@statewavedev/connectors-gmail
v0.3.0
Published
Gmail connector for Statewave — messages and threads as relationship-memory episodes (pull + Pub/Sub push receiver with built-in OIDC verification)
Maintainers
Readme
@statewavedev/connectors-gmail
Gmail connector for Statewave — turns messages matching an operator-supplied Gmail search query into normalized relationship-memory episodes.
Part of the Statewave Connectors ecosystem.
What it ingests
| Source | Episode kind |
|---|---|
| Inbound message (no SENT label) | gmail.message.received |
| Outbound message (SENT label present) | gmail.message.sent |
The --query flag is required — there is no "ingest the whole mailbox" default. You scope what to pull explicitly.
Quickstart
export GMAIL_CLIENT_ID=...
export GMAIL_CLIENT_SECRET=...
export GMAIL_REFRESH_TOKEN=...
statewave-connectors sync gmail \
--query 'label:inbox newer_than:30d' \
--dry-run
# Per-contact pull
statewave-connectors sync gmail \
--query 'from:[email protected] after:2026/01/01' \
--max-items 50 \
--dry-runAuth
OAuth 2.0 refresh-token flow. The connector accepts three credentials and exchanges them for a short-lived access token at runtime:
| Env var | CLI flag | What it is |
|---|---|---|
| GMAIL_CLIENT_ID | --client-id | OAuth 2.0 client id from your Google Cloud project |
| GMAIL_CLIENT_SECRET | --client-secret | OAuth 2.0 client secret |
| GMAIL_REFRESH_TOKEN | --refresh-token | Long-lived refresh token issued during the one-time consent flow |
The access token is cached until ~1 minute before expiry and refreshed transparently — there's no per-request OAuth round-trip.
One-time setup
- Create an OAuth client in Google Cloud Console → APIs & Services → Credentials → Create Credentials → OAuth client ID → Desktop app (or Web application with
http://localhostas a redirect URI). Copy the client id + secret. - Enable the Gmail API under APIs & Services → Library → Gmail API → Enable.

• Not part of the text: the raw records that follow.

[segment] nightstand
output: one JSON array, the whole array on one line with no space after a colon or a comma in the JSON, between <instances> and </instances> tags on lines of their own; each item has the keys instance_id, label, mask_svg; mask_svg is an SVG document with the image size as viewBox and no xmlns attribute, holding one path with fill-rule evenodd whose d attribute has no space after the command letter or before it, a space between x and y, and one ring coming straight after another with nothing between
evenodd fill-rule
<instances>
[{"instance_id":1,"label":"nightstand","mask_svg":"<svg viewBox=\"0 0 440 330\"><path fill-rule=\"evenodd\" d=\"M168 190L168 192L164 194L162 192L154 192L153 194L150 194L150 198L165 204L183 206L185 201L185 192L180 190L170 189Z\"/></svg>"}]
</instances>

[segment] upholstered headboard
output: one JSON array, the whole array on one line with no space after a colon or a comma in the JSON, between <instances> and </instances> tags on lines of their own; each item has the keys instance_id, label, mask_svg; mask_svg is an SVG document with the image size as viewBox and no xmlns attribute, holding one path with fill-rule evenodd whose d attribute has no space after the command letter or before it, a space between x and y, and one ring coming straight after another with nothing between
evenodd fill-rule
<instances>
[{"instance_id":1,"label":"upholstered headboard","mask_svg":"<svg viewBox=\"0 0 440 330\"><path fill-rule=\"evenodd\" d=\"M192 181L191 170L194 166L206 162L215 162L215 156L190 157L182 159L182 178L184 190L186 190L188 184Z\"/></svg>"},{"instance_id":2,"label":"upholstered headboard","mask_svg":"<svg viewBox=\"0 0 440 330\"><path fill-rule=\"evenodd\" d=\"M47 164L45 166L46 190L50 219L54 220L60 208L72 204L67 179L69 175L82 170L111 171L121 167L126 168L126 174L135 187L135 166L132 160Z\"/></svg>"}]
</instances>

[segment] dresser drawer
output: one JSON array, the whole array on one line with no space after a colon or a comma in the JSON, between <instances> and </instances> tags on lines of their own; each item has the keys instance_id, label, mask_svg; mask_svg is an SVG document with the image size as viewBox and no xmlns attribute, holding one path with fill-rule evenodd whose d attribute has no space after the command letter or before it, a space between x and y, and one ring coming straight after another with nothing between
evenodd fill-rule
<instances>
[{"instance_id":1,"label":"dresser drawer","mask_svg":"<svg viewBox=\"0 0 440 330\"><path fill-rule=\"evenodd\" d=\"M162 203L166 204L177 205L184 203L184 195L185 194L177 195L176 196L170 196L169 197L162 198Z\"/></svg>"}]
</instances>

- Run a one-time consent flow with scope
https://www.googleapis.com/auth/gmail.readonly. The simplest path is the OAuth 2.0 Playground → gear icon → check "Use your own OAuth credentials" → paste your client id/secret → in the left rail, find Gmail API v1 → checkhttps://www.googleapis.com/auth/gmail.readonly→ Authorize APIs → after consent, Exchange authorization code for tokens → copy theRefresh token. - Export the three credentials and run the connector.
The refresh token is valid until you revoke it (in Google Account → Security → Third-party apps with account access). The access token is short-lived (~1 hour) and is never persisted by the connector.

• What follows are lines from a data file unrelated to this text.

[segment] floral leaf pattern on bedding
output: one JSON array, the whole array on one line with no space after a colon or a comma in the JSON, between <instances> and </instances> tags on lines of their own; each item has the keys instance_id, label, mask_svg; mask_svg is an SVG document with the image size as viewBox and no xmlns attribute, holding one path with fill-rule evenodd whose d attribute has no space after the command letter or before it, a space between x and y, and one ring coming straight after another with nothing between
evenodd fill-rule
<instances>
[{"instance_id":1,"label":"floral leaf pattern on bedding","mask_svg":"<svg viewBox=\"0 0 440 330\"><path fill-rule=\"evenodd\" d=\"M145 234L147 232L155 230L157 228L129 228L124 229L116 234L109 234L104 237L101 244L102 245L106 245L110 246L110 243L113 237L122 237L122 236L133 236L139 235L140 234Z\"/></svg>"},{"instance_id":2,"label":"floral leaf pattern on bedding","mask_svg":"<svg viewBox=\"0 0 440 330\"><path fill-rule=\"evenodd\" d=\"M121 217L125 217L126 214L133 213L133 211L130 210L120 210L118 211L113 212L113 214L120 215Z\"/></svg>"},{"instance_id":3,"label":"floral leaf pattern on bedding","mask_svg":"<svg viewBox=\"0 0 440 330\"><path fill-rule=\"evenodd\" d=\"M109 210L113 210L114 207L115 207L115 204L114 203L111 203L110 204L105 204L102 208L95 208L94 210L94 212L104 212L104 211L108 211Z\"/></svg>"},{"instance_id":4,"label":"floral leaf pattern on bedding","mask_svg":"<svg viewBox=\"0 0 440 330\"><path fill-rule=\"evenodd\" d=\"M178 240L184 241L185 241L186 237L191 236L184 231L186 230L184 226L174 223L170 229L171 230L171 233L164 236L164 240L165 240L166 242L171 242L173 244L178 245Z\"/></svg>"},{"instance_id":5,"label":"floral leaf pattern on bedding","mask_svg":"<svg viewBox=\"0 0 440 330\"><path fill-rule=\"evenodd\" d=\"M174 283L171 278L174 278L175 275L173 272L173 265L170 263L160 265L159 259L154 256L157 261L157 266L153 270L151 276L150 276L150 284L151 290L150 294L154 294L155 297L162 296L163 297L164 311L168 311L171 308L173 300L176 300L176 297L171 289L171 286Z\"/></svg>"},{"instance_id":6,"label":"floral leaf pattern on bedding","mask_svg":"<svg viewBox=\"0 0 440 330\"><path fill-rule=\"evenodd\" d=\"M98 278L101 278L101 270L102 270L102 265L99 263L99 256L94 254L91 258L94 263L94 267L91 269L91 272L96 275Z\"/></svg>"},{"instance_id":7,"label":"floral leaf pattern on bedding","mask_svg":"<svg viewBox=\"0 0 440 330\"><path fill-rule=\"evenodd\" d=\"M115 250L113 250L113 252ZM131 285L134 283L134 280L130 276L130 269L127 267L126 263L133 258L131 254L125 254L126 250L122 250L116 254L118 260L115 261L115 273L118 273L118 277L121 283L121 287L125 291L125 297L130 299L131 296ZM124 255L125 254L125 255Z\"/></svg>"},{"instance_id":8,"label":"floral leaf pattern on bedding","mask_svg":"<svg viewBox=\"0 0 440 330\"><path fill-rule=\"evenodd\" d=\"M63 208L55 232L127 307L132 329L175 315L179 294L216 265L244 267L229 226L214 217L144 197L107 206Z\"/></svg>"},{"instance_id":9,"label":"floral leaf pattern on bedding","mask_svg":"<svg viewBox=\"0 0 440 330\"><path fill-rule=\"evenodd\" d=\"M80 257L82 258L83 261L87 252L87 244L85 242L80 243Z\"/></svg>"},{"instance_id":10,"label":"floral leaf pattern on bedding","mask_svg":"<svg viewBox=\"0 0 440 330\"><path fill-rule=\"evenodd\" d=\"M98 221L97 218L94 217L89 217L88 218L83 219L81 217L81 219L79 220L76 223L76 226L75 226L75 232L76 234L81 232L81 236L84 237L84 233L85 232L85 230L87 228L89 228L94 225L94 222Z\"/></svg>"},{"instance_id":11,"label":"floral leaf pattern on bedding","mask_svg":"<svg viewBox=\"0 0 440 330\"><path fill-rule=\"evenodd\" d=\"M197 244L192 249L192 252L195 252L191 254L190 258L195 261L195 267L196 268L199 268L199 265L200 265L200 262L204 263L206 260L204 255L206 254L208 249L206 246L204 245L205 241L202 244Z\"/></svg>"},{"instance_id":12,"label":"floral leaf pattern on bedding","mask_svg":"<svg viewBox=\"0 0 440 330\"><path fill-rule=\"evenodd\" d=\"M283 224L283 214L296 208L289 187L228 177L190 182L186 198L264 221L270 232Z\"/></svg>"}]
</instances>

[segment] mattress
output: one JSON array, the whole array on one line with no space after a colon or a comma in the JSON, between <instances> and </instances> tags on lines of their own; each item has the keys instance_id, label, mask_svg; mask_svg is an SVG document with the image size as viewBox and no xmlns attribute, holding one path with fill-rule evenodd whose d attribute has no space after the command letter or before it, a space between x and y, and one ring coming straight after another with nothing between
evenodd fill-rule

Service-account auth with domain-wide delegation (for Workspace admins reading mailboxes across a domain) is queued for v0.1.1 — it requires JWT signing.

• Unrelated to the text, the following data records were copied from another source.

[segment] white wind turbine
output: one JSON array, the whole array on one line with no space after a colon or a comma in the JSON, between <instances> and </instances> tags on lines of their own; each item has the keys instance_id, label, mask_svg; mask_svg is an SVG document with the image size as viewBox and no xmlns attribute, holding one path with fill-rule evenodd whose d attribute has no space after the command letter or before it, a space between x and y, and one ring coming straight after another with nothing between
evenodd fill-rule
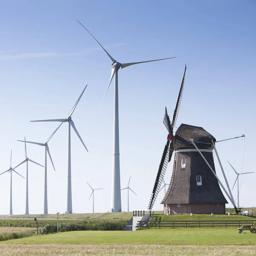
<instances>
[{"instance_id":1,"label":"white wind turbine","mask_svg":"<svg viewBox=\"0 0 256 256\"><path fill-rule=\"evenodd\" d=\"M234 186L233 186L233 187L232 188L232 190L233 190L233 189L234 188L234 187L235 186L235 185L236 185L236 181L237 181L237 208L239 208L240 207L239 206L239 175L241 175L242 174L247 174L248 173L253 173L254 172L244 172L242 173L238 173L238 172L236 172L236 170L235 170L235 169L234 169L234 167L230 164L230 163L228 161L227 162L230 164L230 166L231 166L231 167L232 167L232 169L233 169L233 170L234 170L234 171L235 171L235 172L236 172L236 175L237 175L236 176L236 180L235 181L235 183L234 183Z\"/></svg>"},{"instance_id":2,"label":"white wind turbine","mask_svg":"<svg viewBox=\"0 0 256 256\"><path fill-rule=\"evenodd\" d=\"M26 163L26 210L25 212L25 214L29 214L29 162L31 162L32 163L35 163L42 167L44 167L44 166L41 165L39 163L38 163L36 162L31 160L31 159L29 159L27 156L26 153L26 137L24 137L24 142L25 143L25 157L26 157L25 160L22 161L17 166L15 167L14 169L17 168L18 166L20 166L20 165Z\"/></svg>"},{"instance_id":3,"label":"white wind turbine","mask_svg":"<svg viewBox=\"0 0 256 256\"><path fill-rule=\"evenodd\" d=\"M37 145L39 145L40 146L44 146L45 148L45 157L44 161L44 214L48 214L48 200L47 200L47 154L48 153L51 162L52 164L52 166L55 171L55 168L53 165L52 160L50 154L50 151L49 150L49 147L48 145L48 142L52 138L52 137L54 135L54 134L57 131L58 129L60 128L61 125L62 124L61 123L58 127L58 128L54 131L52 134L46 140L46 141L44 143L39 143L39 142L32 142L32 141L26 141L26 143L30 143L32 144L36 144ZM18 141L21 141L25 142L24 140L17 140Z\"/></svg>"},{"instance_id":4,"label":"white wind turbine","mask_svg":"<svg viewBox=\"0 0 256 256\"><path fill-rule=\"evenodd\" d=\"M10 168L5 172L2 172L0 175L2 175L3 173L6 172L10 172L11 173L11 186L10 188L10 215L12 215L12 172L16 172L17 174L18 174L20 176L21 176L23 178L25 178L19 173L18 173L14 169L15 168L12 168L12 150L11 151L11 160L10 160Z\"/></svg>"},{"instance_id":5,"label":"white wind turbine","mask_svg":"<svg viewBox=\"0 0 256 256\"><path fill-rule=\"evenodd\" d=\"M72 213L72 193L71 189L71 137L70 137L70 126L72 126L74 131L78 136L80 140L81 141L82 144L84 145L85 149L88 151L88 150L86 148L82 138L80 136L75 126L74 122L71 119L71 116L74 112L78 102L79 102L84 90L86 89L87 85L85 86L85 87L82 92L81 95L80 96L76 102L73 108L71 110L67 118L62 119L50 119L48 120L37 120L35 121L31 121L30 122L68 122L68 158L67 158L67 210L66 212L67 213Z\"/></svg>"},{"instance_id":6,"label":"white wind turbine","mask_svg":"<svg viewBox=\"0 0 256 256\"><path fill-rule=\"evenodd\" d=\"M131 176L130 176L130 178L129 179L129 182L128 182L127 187L121 189L121 190L123 190L124 189L127 189L127 212L129 212L129 189L130 189L132 192L133 192L136 195L137 195L137 194L134 191L133 191L131 189L131 188L129 186L129 185L130 185L130 180Z\"/></svg>"},{"instance_id":7,"label":"white wind turbine","mask_svg":"<svg viewBox=\"0 0 256 256\"><path fill-rule=\"evenodd\" d=\"M119 162L119 121L118 114L118 70L121 67L121 69L126 67L129 66L139 64L140 63L145 63L145 62L151 62L157 61L162 61L171 59L175 57L171 58L166 58L163 59L154 60L152 61L140 61L139 62L131 62L129 63L121 63L118 62L112 58L111 55L103 48L102 46L98 41L97 39L90 33L83 25L79 21L77 20L79 23L90 34L90 35L95 39L96 41L99 44L105 52L107 53L108 56L112 61L112 69L110 80L107 87L107 90L103 97L103 100L100 107L100 109L102 105L103 101L108 90L111 81L115 75L115 86L114 93L114 128L113 128L113 166L112 170L112 182L111 187L111 211L112 212L119 212L122 211L122 207L121 203L121 186L120 178L120 162Z\"/></svg>"},{"instance_id":8,"label":"white wind turbine","mask_svg":"<svg viewBox=\"0 0 256 256\"><path fill-rule=\"evenodd\" d=\"M86 182L87 182L87 181L86 181ZM88 183L88 182L87 182L87 184L88 184L88 185L89 185L89 186L90 186L90 187L93 190L92 192L92 193L91 194L91 195L90 196L90 198L89 198L89 200L90 200L90 199L92 195L93 195L93 213L94 213L94 190L99 190L99 189L103 189L104 188L95 189L93 189L93 188L92 188L92 187L90 186L90 184L89 184L89 183Z\"/></svg>"},{"instance_id":9,"label":"white wind turbine","mask_svg":"<svg viewBox=\"0 0 256 256\"><path fill-rule=\"evenodd\" d=\"M162 188L159 190L159 192L160 192L160 191L161 191L161 190L162 190L162 189L163 189L164 187L164 194L165 195L166 193L166 186L169 186L170 184L166 184L165 182L164 182L164 180L163 179L163 186L162 187Z\"/></svg>"}]
</instances>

The credentials are used only by this connector and only sent to https://oauth2.googleapis.com (token exchange) and https://gmail.googleapis.com (Gmail API).
Subject routing
Episodes default to relationship:<other_email>:
- For received messages, the "other party" is the From address.
- For sent messages, the "other party" is the first To recipient.
- Both are lowercased and stripped of any display name (
Bob <bob@x>andbob@xroute to the samerelationship:bob@xsubject). - Pathological messages with no From and no To (rare — system-only mail) fall back to
thread:<thread_id>so episodes still group coherently.
Override per sync with --subject thread:<id> or any custom string.
Body extraction
Gmail returns email bodies as base64url-encoded MIME parts. The connector walks the MIME tree and extracts plaintext in this preference order:
text/plainpart — used as-istext/htmlpart — tags stripped,&entity;references decoded- Snippet fallback — Gmail's server-side first-200-chars snippet
Bodies are truncated at 8000 characters with an ellipsis marker so a single huge email doesn't dominate context bundles.
Options
--client-id ID OAuth 2.0 client id (required)
--client-secret SECRET OAuth 2.0 client secret (required)
--refresh-token TOKEN OAuth 2.0 refresh token (required)
--query Q Gmail search query (required) — e.g. 'label:inbox', 'from:[email protected] after:2026/01/01'
--label-ids LIST (v0.1.1) typed label-id allowlist pushed to Gmail's `labelIds=` server-side filter (AND semantics; e.g. INBOX,IMPORTANT). Use Gmail's stable label ids when you want a typed filter rather than encoding label names into `--query`.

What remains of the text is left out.